In recent decades, the field of autonomous driving has witnessed rapid development, benefiting from the development of artificial intelligence-related technologies such as machine learning. Autonomous perception in driving is a key challenge, in which multi-sensor fusion is a common feature. Due to the high resolution and rich information, the camera is one of the core perceptual sensor in autonomous systems. However, the camera provides no knowledge on distance (or depth), which is insufficient for the requirements of autonomous driving. On the other hand, LiDAR provides accurate distance measurements, however the information is sparse. The complementary characteristics of cameras and LiDAR have been exploited over the past decade for autonomous navigation.
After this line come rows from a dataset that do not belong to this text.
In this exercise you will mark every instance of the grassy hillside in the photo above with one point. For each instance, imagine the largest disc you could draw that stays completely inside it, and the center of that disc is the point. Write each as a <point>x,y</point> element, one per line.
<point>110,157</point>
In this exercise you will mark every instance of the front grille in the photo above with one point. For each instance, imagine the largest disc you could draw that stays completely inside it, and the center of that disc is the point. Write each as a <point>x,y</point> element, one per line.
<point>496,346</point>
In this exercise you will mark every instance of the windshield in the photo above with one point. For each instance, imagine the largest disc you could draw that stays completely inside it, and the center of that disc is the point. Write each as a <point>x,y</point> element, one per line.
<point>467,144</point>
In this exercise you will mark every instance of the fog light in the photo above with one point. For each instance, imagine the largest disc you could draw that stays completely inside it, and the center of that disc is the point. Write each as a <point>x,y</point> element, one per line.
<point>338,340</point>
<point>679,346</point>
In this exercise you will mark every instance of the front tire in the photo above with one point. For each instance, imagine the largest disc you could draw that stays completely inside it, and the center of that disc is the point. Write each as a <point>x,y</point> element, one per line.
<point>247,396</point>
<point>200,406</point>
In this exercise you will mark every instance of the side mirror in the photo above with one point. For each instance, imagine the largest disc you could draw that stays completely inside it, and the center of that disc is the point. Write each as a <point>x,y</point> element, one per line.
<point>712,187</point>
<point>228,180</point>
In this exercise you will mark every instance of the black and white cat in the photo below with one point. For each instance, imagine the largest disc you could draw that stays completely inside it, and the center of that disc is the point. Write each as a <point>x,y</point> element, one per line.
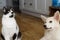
<point>10,29</point>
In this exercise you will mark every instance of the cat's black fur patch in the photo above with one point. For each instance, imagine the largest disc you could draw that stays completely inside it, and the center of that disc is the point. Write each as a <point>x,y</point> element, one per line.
<point>14,36</point>
<point>19,34</point>
<point>2,37</point>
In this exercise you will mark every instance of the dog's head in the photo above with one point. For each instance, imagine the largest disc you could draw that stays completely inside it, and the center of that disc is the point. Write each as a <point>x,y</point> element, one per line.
<point>51,22</point>
<point>8,12</point>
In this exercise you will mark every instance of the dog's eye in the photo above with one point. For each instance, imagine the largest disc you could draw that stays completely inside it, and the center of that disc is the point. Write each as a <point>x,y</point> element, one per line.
<point>50,21</point>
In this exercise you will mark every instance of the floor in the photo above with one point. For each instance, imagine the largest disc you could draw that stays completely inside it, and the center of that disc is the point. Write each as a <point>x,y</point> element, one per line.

In order to be able to fuse the camera and LiDAR sensor system jointly, an efficient and accurate calibration process between sensors is essential. Conventional methods for calibrating the camera and LIDAR rely on deploying artificial objects, e.g., checkerboard, on the field. Given the impracticality of such solutions, targetless calibration solutions have been proposed over the past years, which require no human intervention and are readily applicable for various autonomous systems, e.g., automotive, drones, rovers, and robots.
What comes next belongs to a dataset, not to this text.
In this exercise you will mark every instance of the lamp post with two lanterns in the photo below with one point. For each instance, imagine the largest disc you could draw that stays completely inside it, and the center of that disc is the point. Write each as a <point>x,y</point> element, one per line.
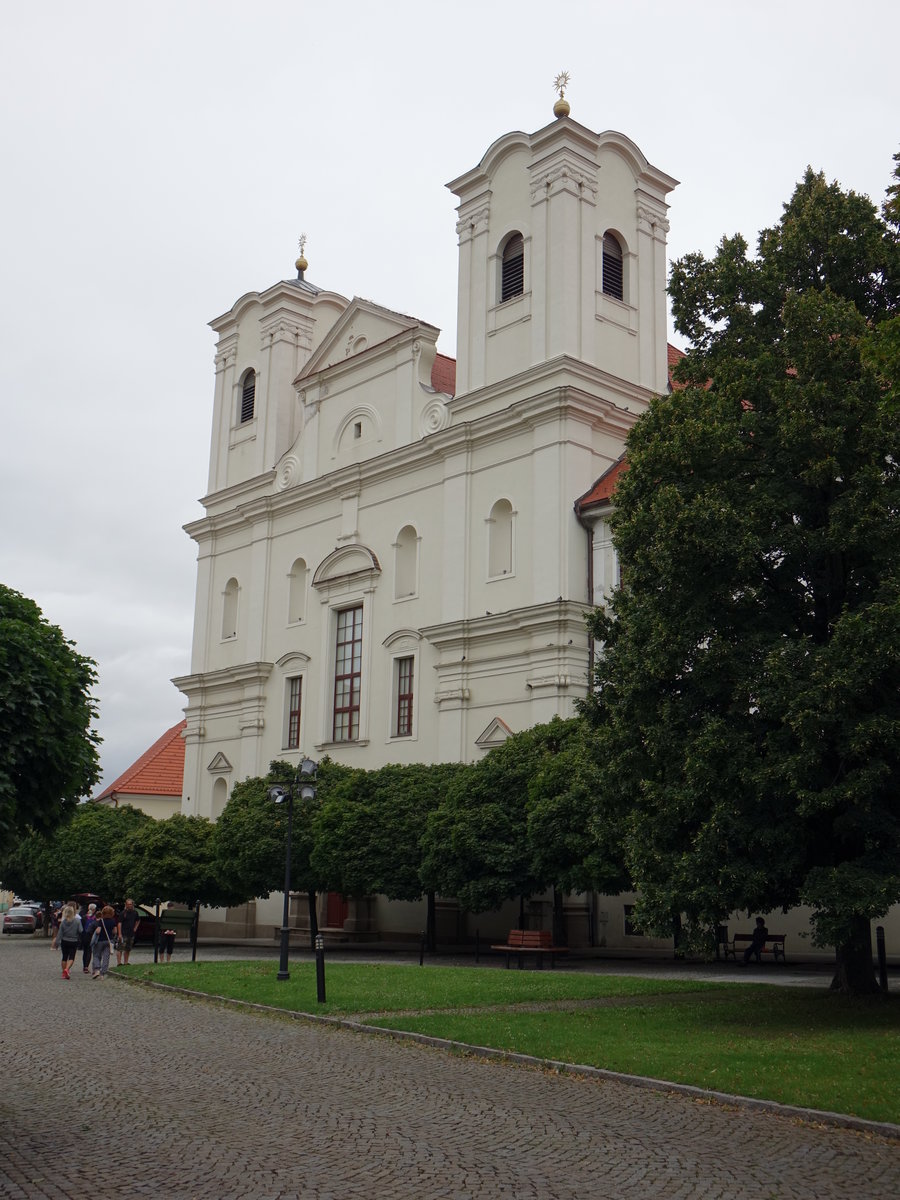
<point>303,786</point>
In this thesis, we review and analyze several classic targetless calibration schemes. Based on some of their shortcomings, a new multi-feature workflow called MulFEA (Multi-Feature Edge Alignment) is proposed. MulFEA uses the cylindrical projection method to transform the 3D-2D calibration problem into a 2D-2D calibration problem and exploits a variety of LiDAR feature information to supplement the scarce LiDAR point cloud boundaries to achieve higher features similarity compared to camera images. In addition, a feature matching function with a precision factor is designed to improve the smoothness of the objective function solution space and reduce local optima. Our results are validated using the open-source KITTI dataset, and we compare our results with several existing targetless calibration methods. In many different types of roadway environments, our algorithm provides more reliable results regarding the shape of the objective function in the 6-DOF space, which is more conducive for the optimization algorithms to solve. In the end, we also analyze the shortcomings of our proposed solutions and put forward a prospect for future research in the field of joint camera-Lidar calibration algorithms.